Bonsoir Bernard,
Beaucoup de penseurs pensent que l’on est aujourd’hui dans l’ére post-moderne. Et nous sommes d’ailleurs dans une période de friction qui marque le passage vers cette ére. Je crois personellement que Mai 68 correspondait au début de ces frictions mais que nous vivons depuis dans des chocs continus : 1989 en est un autre, correspondant à la fin du communisme et donc à la fin des grands récits dont vous parlez avec justesse.
Oui, le monde vit aujourd’hui dans le présent, il ne cherche plus à se justifier par rapport à son passé (qui parait irrelevant à cause de la vitesse du changement) ni à se projeter dans le futur qui inquiéte. Nous vivons dans le présent jusqu’à nos formes d’expression comme l’art contemporain qui n’est plus ancré dans l’histoire de l’art comme l’art moderne l’était.

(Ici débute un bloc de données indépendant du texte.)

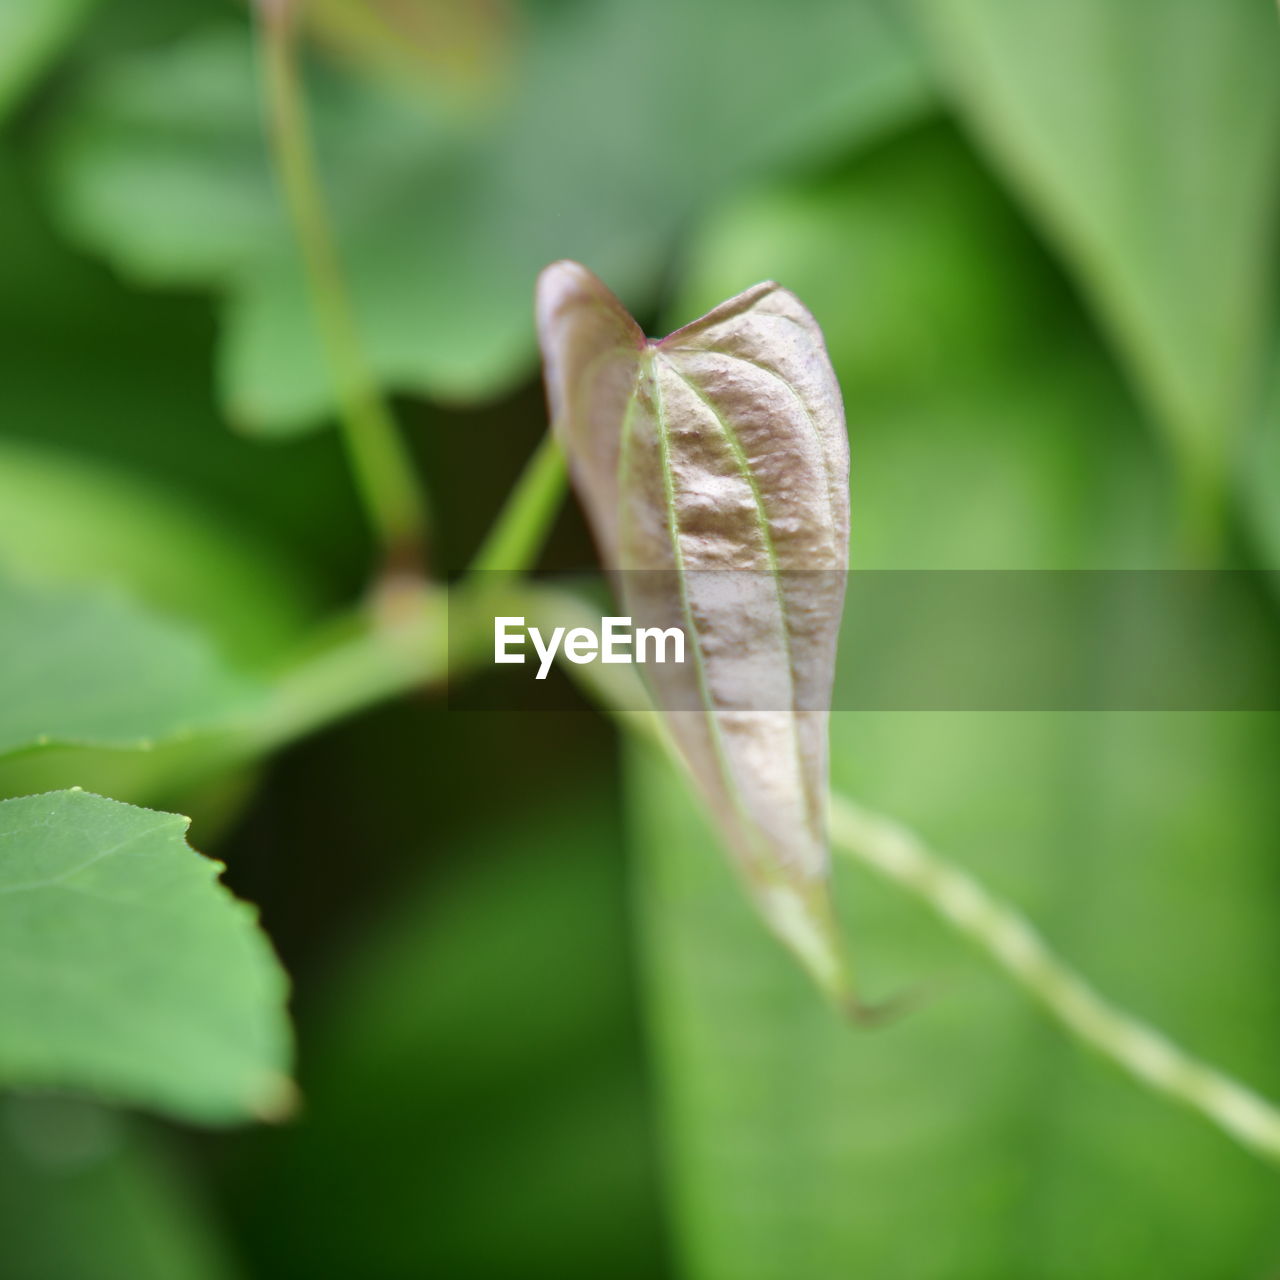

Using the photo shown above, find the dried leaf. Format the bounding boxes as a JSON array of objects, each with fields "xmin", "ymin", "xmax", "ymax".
[{"xmin": 536, "ymin": 261, "xmax": 854, "ymax": 1002}]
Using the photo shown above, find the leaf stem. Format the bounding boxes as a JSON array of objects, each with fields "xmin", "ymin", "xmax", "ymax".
[
  {"xmin": 466, "ymin": 431, "xmax": 567, "ymax": 586},
  {"xmin": 827, "ymin": 792, "xmax": 1280, "ymax": 1165},
  {"xmin": 518, "ymin": 585, "xmax": 1280, "ymax": 1165},
  {"xmin": 257, "ymin": 2, "xmax": 430, "ymax": 574},
  {"xmin": 206, "ymin": 574, "xmax": 1280, "ymax": 1168},
  {"xmin": 244, "ymin": 585, "xmax": 447, "ymax": 757}
]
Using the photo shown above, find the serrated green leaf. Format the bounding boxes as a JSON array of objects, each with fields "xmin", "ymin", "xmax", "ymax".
[
  {"xmin": 635, "ymin": 127, "xmax": 1280, "ymax": 1276},
  {"xmin": 538, "ymin": 260, "xmax": 853, "ymax": 1002},
  {"xmin": 0, "ymin": 789, "xmax": 293, "ymax": 1125},
  {"xmin": 0, "ymin": 0, "xmax": 97, "ymax": 123},
  {"xmin": 0, "ymin": 571, "xmax": 259, "ymax": 759},
  {"xmin": 47, "ymin": 4, "xmax": 929, "ymax": 432},
  {"xmin": 908, "ymin": 0, "xmax": 1280, "ymax": 506}
]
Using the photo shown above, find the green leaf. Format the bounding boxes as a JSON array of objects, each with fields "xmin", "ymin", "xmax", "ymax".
[
  {"xmin": 0, "ymin": 789, "xmax": 293, "ymax": 1125},
  {"xmin": 47, "ymin": 4, "xmax": 929, "ymax": 432},
  {"xmin": 0, "ymin": 439, "xmax": 313, "ymax": 669},
  {"xmin": 0, "ymin": 570, "xmax": 259, "ymax": 759},
  {"xmin": 538, "ymin": 261, "xmax": 854, "ymax": 1002},
  {"xmin": 0, "ymin": 439, "xmax": 312, "ymax": 813},
  {"xmin": 0, "ymin": 0, "xmax": 97, "ymax": 123},
  {"xmin": 907, "ymin": 0, "xmax": 1280, "ymax": 513},
  {"xmin": 303, "ymin": 0, "xmax": 510, "ymax": 95},
  {"xmin": 635, "ymin": 127, "xmax": 1280, "ymax": 1275},
  {"xmin": 0, "ymin": 134, "xmax": 365, "ymax": 594}
]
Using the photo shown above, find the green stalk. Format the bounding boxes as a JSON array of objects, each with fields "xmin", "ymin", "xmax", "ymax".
[
  {"xmin": 246, "ymin": 586, "xmax": 447, "ymax": 756},
  {"xmin": 258, "ymin": 2, "xmax": 429, "ymax": 572},
  {"xmin": 467, "ymin": 431, "xmax": 567, "ymax": 586},
  {"xmin": 527, "ymin": 586, "xmax": 1280, "ymax": 1167},
  {"xmin": 196, "ymin": 574, "xmax": 1280, "ymax": 1165},
  {"xmin": 828, "ymin": 794, "xmax": 1280, "ymax": 1165}
]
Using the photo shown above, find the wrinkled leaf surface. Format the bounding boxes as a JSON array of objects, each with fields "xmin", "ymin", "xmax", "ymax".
[{"xmin": 538, "ymin": 261, "xmax": 852, "ymax": 998}]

En fait, nous rentrons dans ce que Neil Postman a appelé « The Technopoly » : Les changements dans les moyens de communication rendent la mise en place de grands récits quasi impossible car la société ne peut plus se défendre contre le déluge d’information qui viendra attaquer tout grand récit (ce qu’il appelle le SIDA culturel). De plus en plus, l’état de notre monde devient justifié uniquement par l’état de l’art de la technique. Il faut prendre ici technique au sens large et ne pas englober seulement la technologie mais la démarche technicienne au sens large.
Des auteurs comme Postman ou Ellul semblent regretter cet état de fait qu’ils ont très bien saisis mais qu’ils condamnent. Pourtant tout n’est pas noir ou blanc :
- D’un coté cette nouvelle forme de civilisation nous apporte un confort sans précédent et un bon niveau de vie.
- Cette forme de civilisation est la seule à permettre un changement radical rendu nécéssaire par l’épuisement des ressources. L’esprit technicien va devoir tourner à plein régime pour nous fournir les outils dont nous avons besoins.
- Cette forme de civilisation, en annulant tous les grands récits aide à ce que la mondialisation se passe en paix.
- Rien ne dit qu’une fois le processus de friction terminés de nouveaux grands récits ne parviennent pas à voir le jour. Ils sont juste à écrire « from scratch » ce qui complique clairement la donne. Mais les textes de Richard Stallman sur le logiciel libre par exemple ne sont ils pas une façon d’apprivoiser la civilisation technique et de lui donner un sens supérieur ?
Une chose est sure c’est que ce changement sans précédent se produit également à une vitesse sans précédent. Mais il est finalement une sorte d’aboutissement logique de la période moderne et l’on peut se demander si finalement la période moderne ne correspondait pas aux frictions de la mise en place de ce nouveau monde. Nos arriéres petits enfants qui deviendront historiens pourront répondre à cette question, pas nous.